Selain itu, rencana pembangunan infrastruktur hijau yang termaktub dalam RPJMD tampak ambisius di atas kertas namun dokumen itu tidak menyertakan jadwal pelaksanaan rinci, alokasi anggaran tahunan, atau titik koordinat lokasi proyek dan tentu tanpa rincian tersebut publik sulit mengetahui apakah program tersebut realistis atau sekadar retorika.
Hal ini juga menimbulkan pertanyaan serius terkait keselarasan RPJMD dengan kemampuan fiskal daerah mengingat defisit anggaran yang sempat terjadi pada periode sebelumnya.
Fakta lain yang tercatat dalam RPJMD adalah target pengembangan ekonomi berbasis potensi lokal. Dokumen menyebutkan peningkatan produktivitas sektor pertanian dan perikanan tetapi tidak ada data baseline terkait produksi, kapasitas pasar, maupun rencana konkret pelibatan petani dan nelayan dengan kata lain RPJMD mengumbar niat baik tanpa menyertakan metode konkret untuk mewujudkannya.

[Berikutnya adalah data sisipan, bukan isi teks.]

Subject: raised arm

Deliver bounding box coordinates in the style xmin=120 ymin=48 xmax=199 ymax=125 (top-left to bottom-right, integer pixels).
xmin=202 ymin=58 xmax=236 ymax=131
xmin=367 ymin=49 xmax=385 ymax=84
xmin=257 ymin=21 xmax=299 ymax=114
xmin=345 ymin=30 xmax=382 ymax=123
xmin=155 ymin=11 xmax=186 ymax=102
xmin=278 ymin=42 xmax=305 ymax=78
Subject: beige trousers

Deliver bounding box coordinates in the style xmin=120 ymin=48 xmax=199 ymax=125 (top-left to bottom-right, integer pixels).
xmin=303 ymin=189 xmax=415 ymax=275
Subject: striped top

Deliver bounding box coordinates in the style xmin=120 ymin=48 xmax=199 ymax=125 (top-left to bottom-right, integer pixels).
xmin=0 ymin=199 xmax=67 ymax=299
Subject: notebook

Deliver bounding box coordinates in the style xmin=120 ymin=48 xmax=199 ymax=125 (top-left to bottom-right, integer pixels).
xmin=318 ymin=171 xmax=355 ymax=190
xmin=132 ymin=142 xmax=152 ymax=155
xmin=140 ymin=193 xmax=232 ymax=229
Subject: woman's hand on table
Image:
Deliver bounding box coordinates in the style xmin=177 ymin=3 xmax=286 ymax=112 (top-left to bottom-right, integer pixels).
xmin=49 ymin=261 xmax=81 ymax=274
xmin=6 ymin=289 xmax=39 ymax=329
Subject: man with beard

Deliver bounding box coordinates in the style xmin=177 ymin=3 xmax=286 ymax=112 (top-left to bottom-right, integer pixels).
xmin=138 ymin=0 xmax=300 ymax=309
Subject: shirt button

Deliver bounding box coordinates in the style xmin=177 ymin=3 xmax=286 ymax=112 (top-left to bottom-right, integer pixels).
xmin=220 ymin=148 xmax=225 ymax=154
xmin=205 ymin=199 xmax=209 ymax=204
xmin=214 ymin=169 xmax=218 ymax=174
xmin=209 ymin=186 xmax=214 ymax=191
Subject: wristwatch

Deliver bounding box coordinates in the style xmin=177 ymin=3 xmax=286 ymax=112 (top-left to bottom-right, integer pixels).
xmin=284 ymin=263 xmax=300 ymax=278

Kondisi ini menguatkan kritik bahwa RPJMD Majene 2025–2029 lebih banyak berbicara dalam bahasa ambisius namun miskin rincian operasional sehingga partisipasi publik yang diatur undang-undang pun berisiko hanya menjadi formalitas semata.
Rencana Pembangunan Daerah diatur dalam aturan lengkap yang bisa menjadi solusi atau bahkan ilusi untuk menuju Majene yang unggul, mandiri, dan religius. Janji politik Bupati dan Wakil Bupati pada periode 2021–2026 seharusnya menjadi acuan tetapi realitasnya jauh dari harapan. Pada periode sebelumnya banyak elemen mahasiswa mempertanyakan kinerja pemerintah daerah dan menilai pemda gagal mewujudkan visi-misinya sendiri.
Kabupaten Majene bahkan mengalami defisit anggaran yang signifikan, Kasus gaji pegawai honorer yang tidak terbayarkan, pemutusan listrik di beberapa kantor OPD dan janji “Majene Religius” yang tampak absurd karena tidak direncanakan dengan matang menjadi catatan kelam periode pertama pemerintahan.
Kini, Bupati menjabat periode kedua. Seharusnya janji-janji periode pertama sudah menunjukkan hasil nyata. Kenyataannya? Stabilitas harga kebutuhan pokok masih naik-turun bak roller coaster, lapangan kerja tetap jauh dari desa terpencil, dan infrastruktur hijau lebih banyak dipajang di baliho daripada di lapangan.
RPJMD ini pun hadir bak sandiwara formalitas, disusun semalam untuk disahkan sementara implementasinya menunggu “periode ketiga yang tak kunjung datang”.
Majene sesungguhnya memiliki potensi luar biasa kabupaten ini menjadi pusat pendidikan di Sulawesi Barat dengan sejumlah kampus yang menarik mahasiswa dari berbagai daerah. Wilayah pesisirnya kaya sumber daya laut, sektor pertanian produktif, dan pariwisata menyimpan peluang besar.
Secara teoritis, Majene bisa menjadi tuan rumah kemajuan ekonomi dan pendidikan bahkan menjadi contoh bagi kabupaten lain di Sulbar sayangnya potensi ini masih terbungkus retorika. Sementara realisasi di lapangan seperti tersandera birokrasi.
Data dan fakta yang tercantum dalam RPJMD sendiri menegaskan kelemahan dokumen ini. Dari target peningkatan mutu pendidikan hingga pengembangan ekonomi lokal, indikator yang digunakan masih bersifat umum tanpa baseline atau angka capaian yang jelas.
Jadwal pelaksanaan proyek, rincian anggaran, dan lokasi terperinci untuk pembangunan infrastruktur hijau tidak disebutkan, membuat dokumen sulit dijadikan pedoman implementasi.